Nourishing the self

My television, oracle of all that is in the minds of the masses at any given moment, tells me that January is the month for fat blasting. This is ‘true’ because the plethora of svelte, lean women and bulked, tanned and very shiny men keep telling me so. And of course it’s true because we’ve all pigged out over Christmas or the holidays and are now going through the motions of being guilt ridden over either added kilos, added liver toxicity or added over-indulgence of <insert personal demon here>.

So often the media dictate their own agenda (sales) by playing on our weaknesses (desire to let go and enjoy). Instead of feeling joyful and happy that we’ve spent time with friends and family, perhaps had some breathing space from work, enjoyed life and all it has to offer, we’re made to feel less-than for not being perfect, or for letting a kilo or two slip on.

There is no more sure-fire way to let our health and wellbeing spiral into longer-term unhealthful habits than being made to feel guilty about our selves or our bodies. Instead of buying into these surface fears around negative body image, wouldn’t it be lovely to embrace our indulgences, our slip ups, our foibles for that matter, as a beautiful part of being perfectly imperfect humans. Wouldn’t it be lovely to enjoy both the chocolate cake AND the daily walk/run as normal and integral to our health and wellbeing, instead of fighting between denying the self-pleasure and forcing the self to exercise as punishment?

As a firm advocate in the belief that there is no ‘right’ or ‘wrong’, we have to let go of a mental attitude that we are weak if we do the ‘wrong’ thing, and we are only valid as a person if we live up to a perfect ideal.

I believe there is more harm in pushing, fighting or forcing your body to be a certain way than there is in nourishing it with whatever it needs in that moment. If you truly enjoy that mouthful of chocolate cake as a shared celebration, it will provide joy and nourishment to your cells and most certainly do less harm than if you deny or reprimand your body for being ‘weak’ or ‘bad’ (No one likes to be talked to like that, least of all your cells!)

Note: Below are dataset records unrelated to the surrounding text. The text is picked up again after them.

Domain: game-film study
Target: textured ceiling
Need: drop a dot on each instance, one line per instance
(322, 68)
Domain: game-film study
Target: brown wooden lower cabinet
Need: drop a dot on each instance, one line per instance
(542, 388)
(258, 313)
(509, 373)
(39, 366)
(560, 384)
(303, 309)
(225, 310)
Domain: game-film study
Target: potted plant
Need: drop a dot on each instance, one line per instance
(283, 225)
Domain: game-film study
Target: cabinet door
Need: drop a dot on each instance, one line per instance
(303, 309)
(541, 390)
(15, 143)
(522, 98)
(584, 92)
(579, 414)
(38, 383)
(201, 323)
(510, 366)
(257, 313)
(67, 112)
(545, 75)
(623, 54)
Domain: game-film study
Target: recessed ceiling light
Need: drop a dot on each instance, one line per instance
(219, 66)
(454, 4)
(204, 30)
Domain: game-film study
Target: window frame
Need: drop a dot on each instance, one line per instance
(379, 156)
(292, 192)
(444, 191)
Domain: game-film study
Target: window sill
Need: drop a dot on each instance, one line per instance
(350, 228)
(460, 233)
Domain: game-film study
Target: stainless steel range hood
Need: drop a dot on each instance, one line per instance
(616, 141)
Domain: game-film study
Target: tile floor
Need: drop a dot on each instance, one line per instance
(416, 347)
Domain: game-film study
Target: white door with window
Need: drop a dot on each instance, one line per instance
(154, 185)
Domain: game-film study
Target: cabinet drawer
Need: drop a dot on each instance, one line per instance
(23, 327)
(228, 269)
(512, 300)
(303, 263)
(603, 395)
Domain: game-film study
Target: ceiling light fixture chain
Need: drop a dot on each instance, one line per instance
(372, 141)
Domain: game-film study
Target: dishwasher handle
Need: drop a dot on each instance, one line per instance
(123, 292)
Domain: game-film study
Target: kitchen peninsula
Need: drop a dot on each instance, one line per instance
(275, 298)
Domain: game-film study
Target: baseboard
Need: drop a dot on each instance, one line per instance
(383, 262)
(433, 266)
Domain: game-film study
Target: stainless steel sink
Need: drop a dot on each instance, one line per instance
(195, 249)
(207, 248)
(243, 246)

This is not to say we should indulge in every whim that the body craves (if your weakness is sugar, I’m not advocating Diabetes here!!) However, the body is so much more than a mechanistic set of rules and regulations that can be argued and deprived into submission. Our attitudes, emotions and moods play such an important part of our physical ability to metabolise and digest – just try to eat while you’re in an intense moment of anger or sadness. You can guarantee no matter how healthy the food is, your body at its cellular level isn’t going to easily assimilate that food.

We are more than a ‘calories in calories out’ machine. We are complex, emotional, adaptive, stubborn, fluid being with a body that not only responds to what we put in it and give out, but which also responds to our state of mind at every given moment.

As the sea of diet-pushers out there yell louder, I’d like to invite you to turn down the volume and go inward. Your body has a wealth of its own diet and movement wisdom. Sometimes it wants to eat less and move more, other times it is ravenous and demands to be fed. And at other times, it wants to retreat and be insular and quiet. Check in with yourself and question does my body require some encouragement and self-love to get over a food, exercise or self-esteem hurdle? Is it really hiding an emotional state which I could journal/bathe/scream and punch/jog/meditate/swim/walk/cry and release? Is the sensation of hunger masking a true need for hydration and a big glass of purified water? Or does it genuinely require a relaxing of the stringent rules that have been imposed upon it and desires some fun and flexibility around what is being asked of it? Remember, there is no one way to health or fitness or your ideal body weight, shape or size, but it will never rest at its natural and balanced state if it’s being cajoled, chastised or forced to be or do something it against its own inherent wisdom.